Sinn Féin is now the largest party in the Dáil. The resignation of Marc MacSharry from Fianna Fáil has reduced its number of TDs to 36.
With Mary Lou McDonald’s party on 37 seats, they are undeniably the party with the most TDs in Dáil Éireann.
Now, you can argue, a shift of one TD here or there means little. However, in light of the historical journey of this incarnation of Sinn Féin, as opposed to the party established by Arthur Griffith, the statement that it is now the largest party in the Dáil is a significant milestone.
Not only that, as reflected by the latest Red C poll, Sinn Féin is also the most popular party among the general public, with its increased support remaining in place since its shock surge at the 2020 general election.in last weekend’s
It most certainly is a long way from the position in 1997 when Caoimhghín Ó Caoláin was the sole Sinn Féin TD in the Dáil.
The latest poll showed Sinn Féin in the lead on 29%, one point ahead of a Fine Gael in retreat over the Katherine Zappone saga, and a Fianna Fáil in turmoil on just 13%. What the poll also showed is that Sinn Féin is the most popular party among young people, the middle-aged, and working-class voters.
In the 18 months since the general election, Sinn Féin’s poll numbers have held up. As a result, the party must be considered as a government party in waiting as opposed to the shouty and noisy party of perpetual opposition.
While the Zappone affair has certainly not been the Government’s finest hour, to say the least, Sinn Féin’s decision to table the motion of no confidence was as dubious as was its performance in the Dáil this week during the debate.
The party raised the political temperature day after day, leading to a momentum building behind the idea of a motion of no confidence being tabled.
By doing so, all the party did was rally the Government together, and quite a number of opposition TDs also flocked to the cause of protecting Simon Coveney. In the end, the margin was far more comfortable than had been anticipated, with the Dáil voting confidence in the Cork South-Central TD by 92 votes to 59.
Perhaps knowing they were about to be hammered, Sinn Féin’s TDs sought to distract from that and decided to throw a cat among the pigeons. That cat came in the form of a speech by Cavan-Monaghan TD Matt Carthy.
Mr Carthy decided to use Dáil privilege to make the accusation that Minister Simon Harris leaked the Zappone appointment to theon July 27.
Technically, by not giving advance warning of what he was about to allege, what Carthy did was itself a breach of Dáil standing orders.
That he did it without a shred of evidence, as he admitted, meant his defence, as articulated on, capitulated as quickly as it was offered.
The debate on the Sinn Féin no-confidence motion was, at times, bitter and personal in tone, with TDs trading barbs and insults across the floor of the Dáil chamber.

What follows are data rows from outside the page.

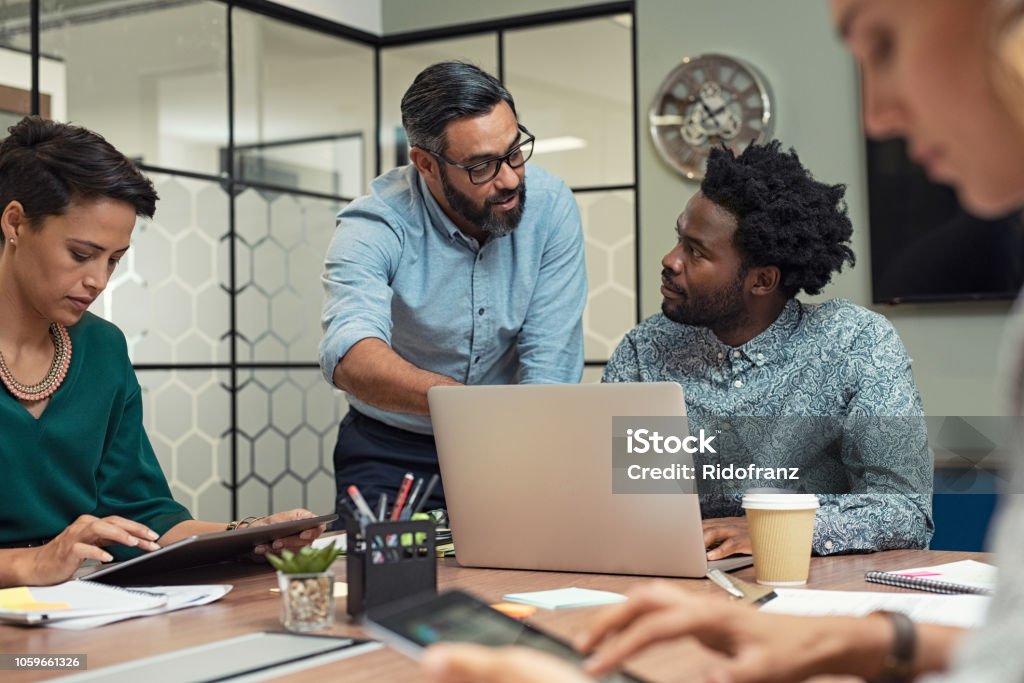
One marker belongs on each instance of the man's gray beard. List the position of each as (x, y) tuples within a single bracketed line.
[(485, 219)]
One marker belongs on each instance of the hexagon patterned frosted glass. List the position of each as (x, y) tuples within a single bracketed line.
[(282, 241), (288, 423), (167, 294), (608, 221), (186, 414)]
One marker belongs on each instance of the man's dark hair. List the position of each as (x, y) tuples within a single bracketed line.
[(45, 166), (783, 216), (443, 92)]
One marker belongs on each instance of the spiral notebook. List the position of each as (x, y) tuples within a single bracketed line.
[(38, 604), (963, 577)]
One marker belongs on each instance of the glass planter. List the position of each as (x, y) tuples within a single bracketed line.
[(306, 600)]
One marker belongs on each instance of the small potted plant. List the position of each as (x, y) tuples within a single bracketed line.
[(306, 587)]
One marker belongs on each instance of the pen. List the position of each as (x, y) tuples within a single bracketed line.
[(360, 503), (429, 488), (724, 583), (399, 500), (411, 503)]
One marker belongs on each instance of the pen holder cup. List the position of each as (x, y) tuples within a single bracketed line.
[(388, 561)]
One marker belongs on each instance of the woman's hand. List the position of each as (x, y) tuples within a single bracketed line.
[(726, 536), (82, 540), (292, 542), (761, 646)]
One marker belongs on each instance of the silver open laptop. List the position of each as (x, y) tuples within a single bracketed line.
[(527, 480)]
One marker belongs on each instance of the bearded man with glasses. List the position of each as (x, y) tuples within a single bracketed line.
[(445, 274)]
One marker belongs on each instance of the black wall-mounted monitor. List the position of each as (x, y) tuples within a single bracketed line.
[(925, 247)]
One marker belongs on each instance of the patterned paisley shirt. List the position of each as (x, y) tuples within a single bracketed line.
[(835, 359)]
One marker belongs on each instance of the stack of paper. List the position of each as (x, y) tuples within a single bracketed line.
[(962, 610), (177, 597), (84, 604)]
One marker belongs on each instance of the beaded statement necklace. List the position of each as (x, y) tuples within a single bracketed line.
[(53, 379)]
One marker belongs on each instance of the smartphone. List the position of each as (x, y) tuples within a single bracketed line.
[(410, 626)]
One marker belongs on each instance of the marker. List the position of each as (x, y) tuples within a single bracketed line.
[(360, 503), (411, 503), (399, 500), (426, 493)]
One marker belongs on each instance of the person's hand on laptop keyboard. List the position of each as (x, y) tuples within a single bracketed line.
[(468, 663), (726, 536)]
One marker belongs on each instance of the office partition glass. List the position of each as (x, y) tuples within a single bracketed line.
[(609, 229), (150, 77), (572, 84), (15, 67), (398, 68), (288, 421), (303, 108), (281, 243), (186, 414)]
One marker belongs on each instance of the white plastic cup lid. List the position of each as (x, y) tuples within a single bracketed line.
[(780, 502)]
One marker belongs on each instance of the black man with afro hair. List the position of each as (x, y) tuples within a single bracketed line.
[(733, 334)]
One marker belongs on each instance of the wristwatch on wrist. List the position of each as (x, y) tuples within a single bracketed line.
[(898, 666)]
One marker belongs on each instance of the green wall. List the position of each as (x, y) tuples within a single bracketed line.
[(404, 15), (953, 346)]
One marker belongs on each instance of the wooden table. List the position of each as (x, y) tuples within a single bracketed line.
[(251, 607)]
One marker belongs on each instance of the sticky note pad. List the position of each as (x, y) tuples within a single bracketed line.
[(565, 597), (20, 599), (9, 597), (515, 610)]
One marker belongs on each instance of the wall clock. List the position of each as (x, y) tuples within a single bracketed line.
[(707, 101)]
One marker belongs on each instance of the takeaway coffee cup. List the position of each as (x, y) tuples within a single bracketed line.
[(781, 526)]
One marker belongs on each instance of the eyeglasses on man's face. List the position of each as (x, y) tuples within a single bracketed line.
[(486, 170)]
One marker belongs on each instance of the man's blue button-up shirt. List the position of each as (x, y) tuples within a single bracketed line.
[(510, 311)]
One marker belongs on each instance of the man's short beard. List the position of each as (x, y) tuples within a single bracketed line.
[(484, 218), (721, 311)]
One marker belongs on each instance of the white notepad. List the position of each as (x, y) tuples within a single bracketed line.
[(72, 599), (565, 597)]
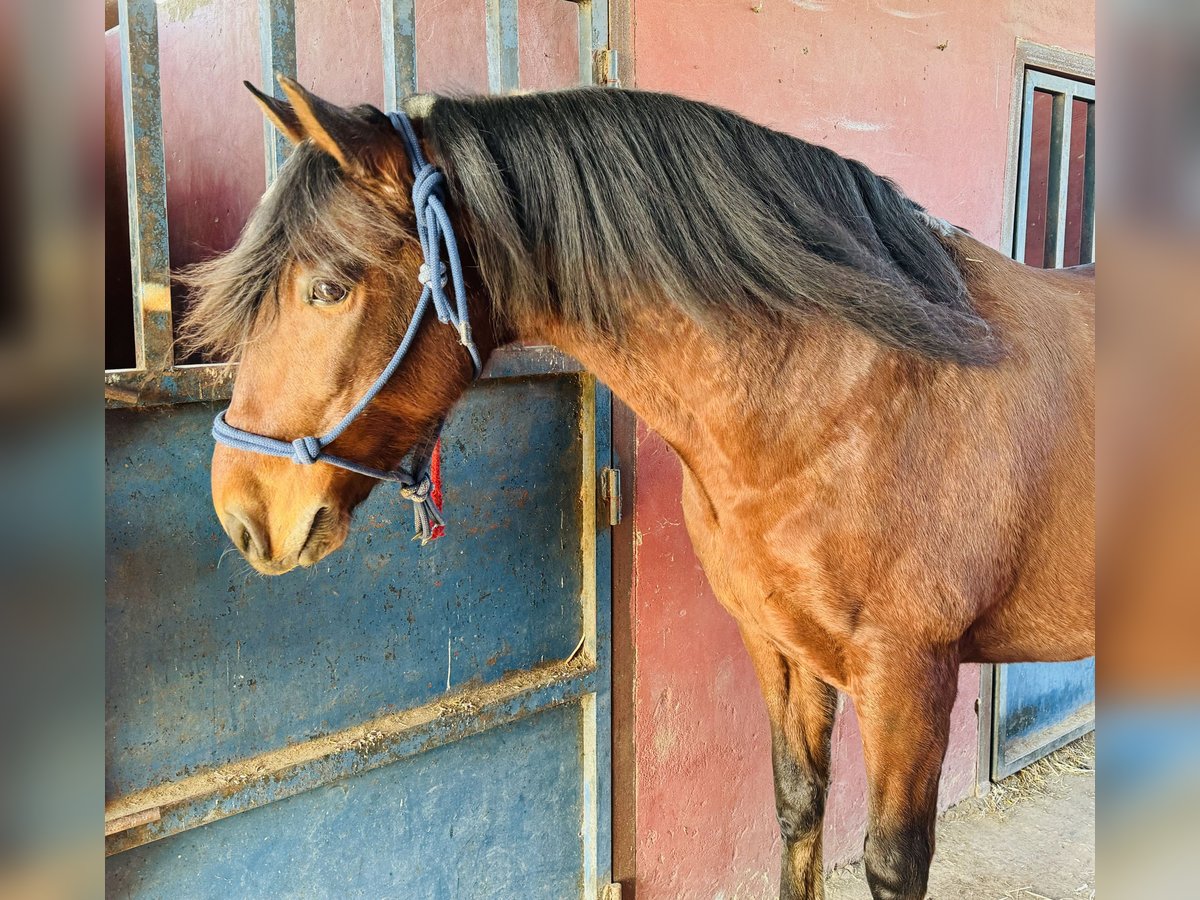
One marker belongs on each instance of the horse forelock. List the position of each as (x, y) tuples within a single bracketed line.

In truth, the whole sequence of events turned into a sorry episode for Sinn Féin and the party comes out of the week not in glory, but licking its wounds.
Whatever about the decision to table the motion of no confidence, what was very telling during the debate was the level of vitriol and hostility in the contributions from Sinn Féin members.
The spray fire attack on Fine Gael and Fianna Fáil was, in one way, predictable. A condemnation of insiders looking after their friends while abandoning the small people, a crony appointment by arrogant ministers for the benefit of their golden circle friends.
But such commentary from individual TDs will linger with their opponents, and indicates that Sinn Féin has no appetite to go into power with either of the other previously big parties after the next election.
But who would it go into power with?
It is entirely possible for Sinn Féin to be the lead party after the next election, especially if it gets its candidate selection right this time. It is also entirely possible that Sinn Féin could come back with in excess of 50 seats, but it is unfathomable to think that Sinn Féin can achieve an overall majority of 80-plus seats.
So, even if it does emerge as the largest party after the next election, how does Sinn Féin form a majority government?
Think back to the aftermath of the election last year, when Sinn Féin told the world and its mother that it won the election — yet the party still failed to attract the necessary support to get a majority.
The only support it attracted was that of People Before Profit, which meant Mary Lou McDonald got only 45 votes to be Taoiseach, when 80 were needed.
An alliance of left-wing parties led by Sinn Féin is the best the party can hope for if it truly aspires to be in Government.
But how workable is that in reality?
Who knows how many Green TDs will survive after the next election, but would the remainder be ready to go into power under McDonald as Taoiseach?
Would Sinn Féin be prepared to share power with a party which it has savaged for the previous four to five years?
Also, would the Social Democrats, the Labour Party, Solidarity/People Before Profit, all sign up for this mega alliance in order to keep Fine Gael and Fianna Fáil out? Highly doubtful.
Would a group of independents be in a position to coalesce sufficiently to enter government and ensure it survives? Even more doubtful.
So, as things stand, the route to government remains as complicated and unclear for McDonald and Sinn Féin as it did in 2020.
In 2016, while claiming they wanted to be in power, in truth Sinn Féin walked itself off the pitch. In 2020, they tried but failed miserably to convince enough other parties to share government.
Fine Gael, Fianna Fáil, and the Greens had the numbers to isolate and prevent Sinn Féin from entering power, but based on the latest polls they will not.
If Sinn Féin is genuinely going to make that historic leap from opposition into power in 2025, then it needs to behave like a party of government and not the rabble-rousing headline-chaser it was this week.